August, coming up shortly, is the month of many things.
For Seattle, it’s markedly known for the aftermath of wildfires, smoke filling our air and leaving us disheveled and unable to leave our homes for weeks at a time. Absurd heat tends to grow alongside these conditions, with past summers growing as high as the 110s. I know this isn’t insane, now, for many parts of the world (43C), but Seattle is a coastal port supposed to be kept relatively temperature stable through its proximity to the Pacific Ocean. The city doesn’t have infrastructure to protect from heat, and often desperate summer heats often leave an aftermath with dozens of our more vulnerable neighbors dead.
August is also a month for the popular poetry reading endeavor the Sealey challenge, started from Nicole Sealey, with her noteworthy books Ordinary Beast and The Ferguson Report: An Erasure. The challenge is simple: read a book (or chapbook) of poetry every day for the month of August.

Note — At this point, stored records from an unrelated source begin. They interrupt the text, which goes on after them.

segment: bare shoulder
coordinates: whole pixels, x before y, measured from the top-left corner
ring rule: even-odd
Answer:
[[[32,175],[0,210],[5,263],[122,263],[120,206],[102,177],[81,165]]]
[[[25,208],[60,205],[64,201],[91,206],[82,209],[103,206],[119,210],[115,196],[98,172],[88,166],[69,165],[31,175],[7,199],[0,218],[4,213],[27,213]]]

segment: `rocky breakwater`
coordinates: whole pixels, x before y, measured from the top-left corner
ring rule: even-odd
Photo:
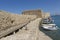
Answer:
[[[36,18],[37,16],[35,15],[18,15],[0,11],[0,38],[23,27]]]
[[[19,29],[16,34],[7,36],[0,40],[52,40],[39,30],[41,20],[41,18],[37,18],[33,21],[30,21],[27,25],[25,25],[27,30],[24,28]]]

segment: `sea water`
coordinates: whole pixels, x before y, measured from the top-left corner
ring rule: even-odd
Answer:
[[[41,29],[41,31],[44,32],[47,36],[49,36],[53,40],[60,40],[60,16],[59,15],[52,16],[52,19],[54,20],[54,23],[59,27],[59,29],[54,31],[46,31]]]

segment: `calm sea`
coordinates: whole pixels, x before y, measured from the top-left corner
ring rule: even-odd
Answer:
[[[52,16],[54,23],[60,28],[60,16]],[[60,40],[60,29],[55,31],[46,31],[41,29],[42,32],[44,32],[46,35],[51,37],[53,40]]]

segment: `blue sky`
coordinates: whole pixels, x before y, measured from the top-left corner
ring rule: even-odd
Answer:
[[[23,10],[31,9],[60,14],[60,0],[0,0],[0,10],[20,14]]]

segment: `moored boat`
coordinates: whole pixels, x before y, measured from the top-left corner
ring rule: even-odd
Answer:
[[[54,20],[48,18],[48,19],[43,19],[42,28],[45,30],[57,30],[58,26],[56,26]]]
[[[57,30],[56,24],[42,24],[42,28],[45,30]]]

It’s a good form of community building for people who make a life of engaging with and reading such a relatively niche media full of individuals who tend to lean more into the shy or quiet spectrum and don’t easily find representations or outlets to talk about their reading styles or habits. It feels odd, to me, to describe this so externally. Partly because I (as many of you hope know) have little difficulty in trying to blend poetry and real life whenever I can (even if it’s awkward or forced). Partly because I work and volunteer with so many different poetry-in-celebration platforms and communities that I find it more accessible than most (I’m sure) to be able to simply discuss poetry on a daily or at least frequent basis.
Yet the Sealey challenge is certainly something I try most years, even if I don’t publicize it or finish it. I mean, let’s be honest, some books are too good and hold you for days. I don’t like the habit of feeling obligated to rush through things for the sake of some unnecessary deadline. And! 31 books is hard, especially for folks who don’t find themselves obsessively reading all the time.
So I’ll be posting a lot of poetry for August. A lot even by my standards. More readings, some planned book discussions, some reading recommendations, what have you. But, if you’ve any interest in reading alongside, please just shoot me a line. Libraries (especially with the Libby app!) tend to have a far vaster catalogue of online books than you’d anticipate, and even if you don’t have ‘buy 31 books of poetry’ money right now, I would absolutely adore any and all of you to take out a few from your library and entrance/enrich yourselves (however, if you do have buy 31 books of poetry money and you demand your capitalistic glee to spend it I can always recommend Open Books! For instance, this curated selection with money going to Workshops4Gaza).
Speaking of odd phenomenon. Coincidences. Delights. If you read my previous installment of laughter you’d know I spent a day complaining about everything and anything. One of the things I was bemoaning was that I thought a dear, dear friend of mine hated me. You know how it is, lack of communication or absence and an insecurity or inability to trust in one’s lastingness regardless of circumstances. Everything is so intangible. Nothing is without ending. And so I’d just thought that part of me’d been ended. How many centuries worth of sand are in a desert? And how many centuries worth of sand have been eroded further yet, or picked up in the wind, or transformed into yet something else entirely, their lives no longer a part of the desert despite its billions and trillions of parts of community?
Well, I received a letter from this friend literally the day after this feeling. And six pages too! Not to say any length of hand-written letter is more or less valid than another, but more to say that clearly they thought of me. So, here we are. Glowing a little at the friendships I’ve struck through.
Please, let me know if you’d ever like to be pen pals. I enjoy writing letters, though am infrequent with it. Just trust in me like you’d trust in the water that eventually they will arrive. And perhaps they might even touch you.